Я понес тебя на руках по узким улочкам, на которые никогда не попадали лучи солнца, по мостам, на которых мы останавливались, чтобы ты мог посмотреть на проплывавшие под нами гондолы. Я спрашивал у каждого: Dov’e il teatro [70] ? Все показывали, и я продолжал идти в этом направлении. Но потом ты, задыхаясь от восторга, вновь тянулся рукой к солнечному лучу, сверкнувшему в окнах дворца, или к Большому каналу, и тогда мы направлялись туда. Мы снова и снова терялись в городе, но все проходившие мимо снова и снова нам помогали, пока наконец мы не оказались у театра, который я искал, у Театро Сан-Бенедетто, чье название твоя мать и я так часто шептали друг другу. Едва перевалило за полдень, и маленькая площадь была пуста, хотя из самого театра доносились звуки репетиции. У здания был великолепный фасад с колоннами, наполовину утопленными в стене, и тремя двойными дверьми из полированного дуба. Я сел на ступени и посадил тебя себе на колено.
70
Где театр? (ит.)
— Николай, — сказал я. — Вот мы и пришли.
Ты посмотрел на мой рот и подпрыгнул у меня на колене.
— Я так хочу, чтобы она была здесь, с нами. Но ее здесь нет. Я сделаю то, что она велела мне сделать. Я буду стучать в эти двери до тех пор, пока они не откроются передо мной. И я буду там петь. Мы будем богатыми, и всем станет известно наше имя. Она сказала, что именно так все и будет, и я уверен, что она была права. Николай, мы больше никогда не будем говорить о ней. Все то, что с нами случилось, будет нашей тайной. Мы никому не позволим связать несчастного кастрата из Вены с музико, которым я стану. Никто не узнает, что ты — краденый сын. Я не хочу, чтобы тебя отобрали у меня.
Ты перевел взгляд с моих губ на глаза, полные слез. Ты не понял ни слова. Но ты чувствовал мою печаль и выпятил нижнюю губу, собираясь заплакать.

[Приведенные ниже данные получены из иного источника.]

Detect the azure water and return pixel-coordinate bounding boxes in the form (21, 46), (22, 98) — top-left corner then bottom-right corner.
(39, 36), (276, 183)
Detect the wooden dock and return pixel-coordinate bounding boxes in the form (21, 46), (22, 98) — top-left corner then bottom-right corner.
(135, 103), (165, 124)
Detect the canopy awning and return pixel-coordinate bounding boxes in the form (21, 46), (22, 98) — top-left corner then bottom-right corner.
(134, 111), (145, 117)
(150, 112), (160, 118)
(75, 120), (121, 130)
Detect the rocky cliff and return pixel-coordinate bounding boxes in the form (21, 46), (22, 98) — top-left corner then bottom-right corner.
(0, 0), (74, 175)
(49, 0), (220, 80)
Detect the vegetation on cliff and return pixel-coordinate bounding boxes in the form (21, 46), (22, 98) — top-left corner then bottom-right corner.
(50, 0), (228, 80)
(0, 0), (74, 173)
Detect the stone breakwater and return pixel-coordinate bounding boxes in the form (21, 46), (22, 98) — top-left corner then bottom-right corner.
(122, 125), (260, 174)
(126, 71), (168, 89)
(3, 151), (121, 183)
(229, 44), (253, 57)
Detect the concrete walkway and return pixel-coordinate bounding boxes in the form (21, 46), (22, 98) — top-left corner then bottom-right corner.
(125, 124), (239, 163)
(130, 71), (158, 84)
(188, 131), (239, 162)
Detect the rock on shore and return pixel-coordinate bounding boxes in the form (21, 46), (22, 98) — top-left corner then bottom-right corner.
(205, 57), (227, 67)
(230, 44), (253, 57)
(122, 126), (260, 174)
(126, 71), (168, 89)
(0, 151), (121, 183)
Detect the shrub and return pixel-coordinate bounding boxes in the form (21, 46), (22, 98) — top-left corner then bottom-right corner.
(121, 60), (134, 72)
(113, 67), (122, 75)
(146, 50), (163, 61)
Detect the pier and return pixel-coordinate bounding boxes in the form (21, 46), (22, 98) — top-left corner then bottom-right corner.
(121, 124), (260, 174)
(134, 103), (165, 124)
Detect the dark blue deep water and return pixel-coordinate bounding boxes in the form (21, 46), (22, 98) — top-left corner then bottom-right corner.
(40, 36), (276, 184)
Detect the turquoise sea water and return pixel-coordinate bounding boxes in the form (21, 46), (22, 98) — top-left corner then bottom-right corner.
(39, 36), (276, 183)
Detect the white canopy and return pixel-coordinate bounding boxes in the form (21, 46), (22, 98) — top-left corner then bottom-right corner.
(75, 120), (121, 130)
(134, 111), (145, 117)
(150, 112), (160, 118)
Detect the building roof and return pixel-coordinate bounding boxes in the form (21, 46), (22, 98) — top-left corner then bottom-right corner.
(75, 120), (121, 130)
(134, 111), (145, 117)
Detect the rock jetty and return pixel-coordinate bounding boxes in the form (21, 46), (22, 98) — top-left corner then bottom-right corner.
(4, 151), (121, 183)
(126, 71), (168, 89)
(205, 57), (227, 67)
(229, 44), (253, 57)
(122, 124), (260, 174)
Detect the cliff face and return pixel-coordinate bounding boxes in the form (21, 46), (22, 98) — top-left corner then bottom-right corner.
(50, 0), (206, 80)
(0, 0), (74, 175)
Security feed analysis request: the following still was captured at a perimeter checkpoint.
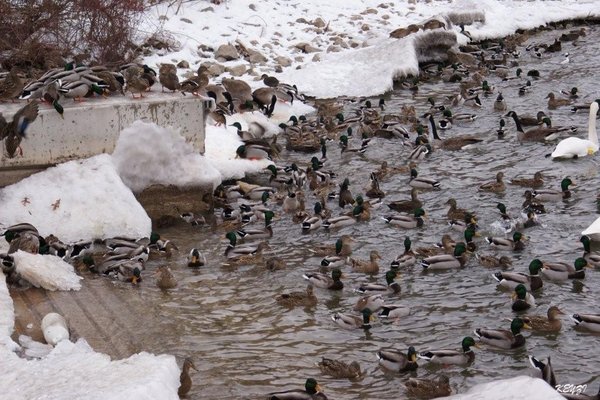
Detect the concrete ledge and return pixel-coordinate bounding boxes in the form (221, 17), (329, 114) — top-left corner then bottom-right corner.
(0, 86), (213, 186)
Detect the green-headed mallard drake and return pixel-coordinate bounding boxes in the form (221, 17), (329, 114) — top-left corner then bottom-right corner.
(0, 67), (25, 101)
(302, 268), (344, 290)
(571, 314), (600, 332)
(475, 253), (512, 268)
(579, 235), (600, 268)
(531, 177), (576, 201)
(419, 336), (478, 366)
(541, 257), (588, 282)
(187, 248), (206, 268)
(350, 250), (381, 275)
(390, 236), (417, 269)
(0, 101), (39, 158)
(377, 346), (419, 372)
(426, 114), (483, 150)
(528, 356), (556, 388)
(267, 378), (327, 400)
(492, 258), (544, 291)
(354, 270), (401, 294)
(158, 63), (179, 92)
(388, 188), (423, 213)
(479, 171), (505, 193)
(302, 201), (323, 232)
(485, 232), (526, 251)
(521, 306), (565, 332)
(156, 265), (177, 289)
(511, 283), (535, 311)
(331, 308), (373, 330)
(506, 111), (572, 142)
(474, 318), (529, 349)
(546, 92), (572, 110)
(408, 166), (440, 189)
(404, 375), (452, 399)
(236, 210), (275, 240)
(421, 242), (468, 271)
(382, 208), (425, 229)
(318, 357), (362, 380)
(177, 358), (197, 397)
(275, 283), (317, 308)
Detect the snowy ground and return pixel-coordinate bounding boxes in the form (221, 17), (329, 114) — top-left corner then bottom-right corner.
(0, 0), (600, 400)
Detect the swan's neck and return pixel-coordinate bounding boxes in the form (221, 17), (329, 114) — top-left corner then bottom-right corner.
(588, 104), (598, 146)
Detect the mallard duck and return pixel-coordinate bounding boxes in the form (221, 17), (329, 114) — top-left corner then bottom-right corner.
(377, 346), (419, 372)
(512, 283), (535, 311)
(528, 356), (556, 388)
(571, 314), (600, 332)
(275, 282), (317, 308)
(541, 257), (588, 282)
(382, 208), (425, 229)
(388, 188), (423, 213)
(419, 336), (478, 366)
(521, 306), (565, 332)
(506, 111), (572, 142)
(579, 235), (600, 268)
(546, 92), (572, 110)
(156, 265), (177, 289)
(485, 232), (526, 251)
(350, 250), (381, 275)
(236, 210), (275, 240)
(446, 198), (468, 219)
(0, 101), (39, 158)
(354, 270), (401, 294)
(492, 258), (544, 291)
(474, 318), (529, 349)
(408, 168), (440, 189)
(177, 358), (197, 397)
(267, 378), (327, 400)
(508, 171), (544, 189)
(494, 93), (507, 112)
(331, 308), (372, 330)
(187, 248), (206, 268)
(404, 375), (452, 399)
(353, 293), (385, 312)
(0, 67), (25, 101)
(426, 114), (483, 150)
(475, 253), (512, 268)
(302, 268), (344, 290)
(318, 357), (362, 380)
(391, 236), (417, 269)
(531, 177), (576, 201)
(421, 242), (468, 271)
(479, 171), (505, 193)
(521, 190), (546, 214)
(158, 63), (179, 92)
(550, 101), (598, 159)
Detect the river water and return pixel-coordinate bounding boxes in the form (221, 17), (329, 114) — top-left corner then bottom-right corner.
(134, 23), (600, 399)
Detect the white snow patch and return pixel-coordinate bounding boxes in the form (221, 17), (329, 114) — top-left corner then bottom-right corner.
(112, 121), (221, 192)
(12, 250), (83, 290)
(0, 154), (152, 242)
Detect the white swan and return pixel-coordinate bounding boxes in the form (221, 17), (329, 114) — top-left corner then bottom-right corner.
(550, 101), (598, 159)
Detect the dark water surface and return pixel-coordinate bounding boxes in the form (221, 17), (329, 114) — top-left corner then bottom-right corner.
(140, 27), (600, 399)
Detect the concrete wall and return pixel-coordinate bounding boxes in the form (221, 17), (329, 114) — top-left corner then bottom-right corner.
(0, 87), (212, 187)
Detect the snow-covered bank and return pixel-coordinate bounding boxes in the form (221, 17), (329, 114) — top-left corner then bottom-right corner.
(0, 338), (179, 400)
(0, 154), (151, 242)
(444, 376), (564, 400)
(142, 0), (600, 97)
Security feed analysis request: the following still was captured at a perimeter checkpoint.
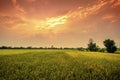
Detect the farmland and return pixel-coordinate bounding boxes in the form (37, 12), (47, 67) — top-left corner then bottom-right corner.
(0, 49), (120, 80)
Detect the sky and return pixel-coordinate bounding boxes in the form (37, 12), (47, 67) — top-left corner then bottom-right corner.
(0, 0), (120, 47)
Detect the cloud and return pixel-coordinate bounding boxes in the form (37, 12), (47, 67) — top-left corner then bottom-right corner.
(12, 0), (26, 15)
(112, 0), (120, 8)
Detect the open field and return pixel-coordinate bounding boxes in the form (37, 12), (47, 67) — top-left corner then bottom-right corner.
(0, 50), (120, 80)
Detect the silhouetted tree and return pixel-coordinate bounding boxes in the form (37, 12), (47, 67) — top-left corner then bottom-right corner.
(103, 39), (117, 53)
(88, 39), (98, 51)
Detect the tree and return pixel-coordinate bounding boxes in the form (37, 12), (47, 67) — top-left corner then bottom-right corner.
(103, 39), (117, 53)
(88, 39), (98, 51)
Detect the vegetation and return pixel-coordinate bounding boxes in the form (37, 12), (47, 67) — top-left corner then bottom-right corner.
(0, 49), (120, 80)
(88, 39), (98, 51)
(103, 39), (117, 53)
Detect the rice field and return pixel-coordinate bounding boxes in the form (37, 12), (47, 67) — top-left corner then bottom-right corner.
(0, 49), (120, 80)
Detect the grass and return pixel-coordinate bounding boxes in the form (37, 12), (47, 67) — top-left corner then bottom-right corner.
(0, 50), (120, 80)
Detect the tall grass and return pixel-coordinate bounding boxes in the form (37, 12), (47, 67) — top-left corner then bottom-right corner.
(0, 50), (120, 80)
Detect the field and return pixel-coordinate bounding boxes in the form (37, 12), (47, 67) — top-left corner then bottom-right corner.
(0, 49), (120, 80)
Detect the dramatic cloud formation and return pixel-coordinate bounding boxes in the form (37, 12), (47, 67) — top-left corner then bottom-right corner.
(0, 0), (120, 47)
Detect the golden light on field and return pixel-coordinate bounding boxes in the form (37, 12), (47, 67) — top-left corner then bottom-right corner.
(0, 0), (120, 47)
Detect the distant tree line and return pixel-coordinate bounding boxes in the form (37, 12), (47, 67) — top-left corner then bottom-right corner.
(0, 39), (120, 53)
(88, 39), (117, 53)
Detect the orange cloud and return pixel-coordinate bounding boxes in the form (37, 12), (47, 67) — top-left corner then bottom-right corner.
(112, 0), (120, 8)
(12, 0), (26, 15)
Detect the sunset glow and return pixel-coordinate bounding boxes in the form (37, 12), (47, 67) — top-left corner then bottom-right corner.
(0, 0), (120, 47)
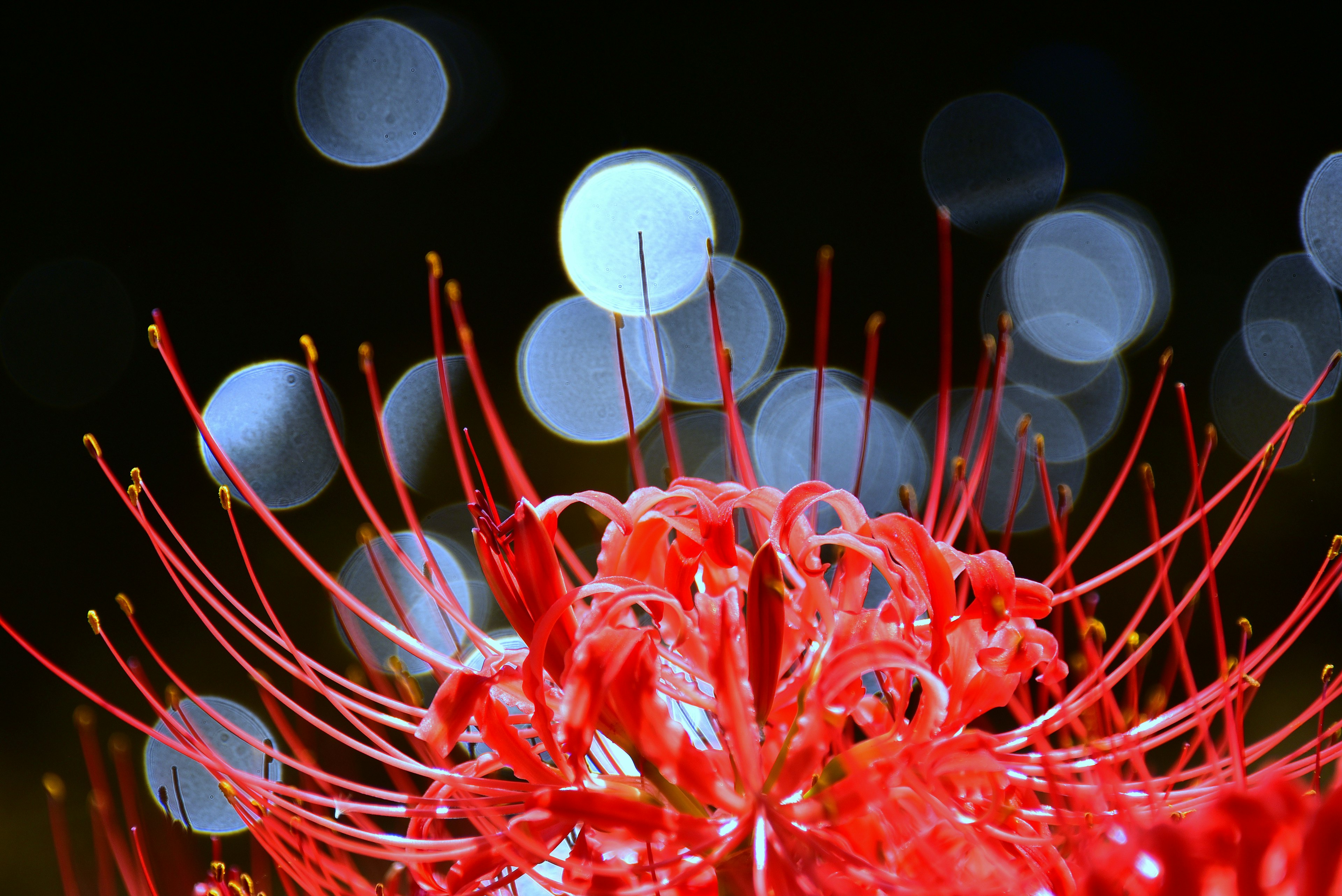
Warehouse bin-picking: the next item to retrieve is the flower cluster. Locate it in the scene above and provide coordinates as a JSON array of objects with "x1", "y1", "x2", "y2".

Тогда я встал и, с тобой на руках, начал медленно ходить взад и вперед по пустой площади. Я крепко прижимал тебя к груди, позволяя миру еще целых десять минут дожидаться моего голоса. Потому что в эти мгновения, сын мой, я пел для тебя одного.
Примечания автора
Первое вдохновение пришло с обычными живыми звуками: пение моей жены, исполнявшей арию из «Орфея» Глюка; резкий металлический звон, доносившийся с колокольни церкви-недомерка где-то в Альпах; болтовня швейцарских коровьих колокольчиков; записи текстов средневековых хоралов, которые я делал в аббатстве Святого Галла. В своем исследовании я начал восстанавливать ту историческую обстановку, в которую собирался поместить выдуманных мною персонажей.
Аббатство Святою Галла было распущено по приказу Наполеона в 1805 году, и Целестин Гюггер фон Штаудах (1701–1767), таким образом, был третьим и последним аббатом. Аббат Целестин надзирал за реставрацией тысячелетнего аббатства, в том числе за возведением церкви Святого Галла, которая в настоящее время обладает статусом объекта Всемирного наследия ЮНЕСКО.
Что касается географии Вены семнадцатого века, я полагался на работу Йозефа Даниэля фон Хюбера Vogeschauplan der Wiener Innenstadt(1785). Имевшие дурную славу ветхие шпиттельбергские таверны были большей частью снесены в начале девятнадцатого века, но то, что в моем воображении стало домом Николая и Ремуса, стоит и по сей день, и на первом этаже этого дома действительно располагается очаровательное кафе.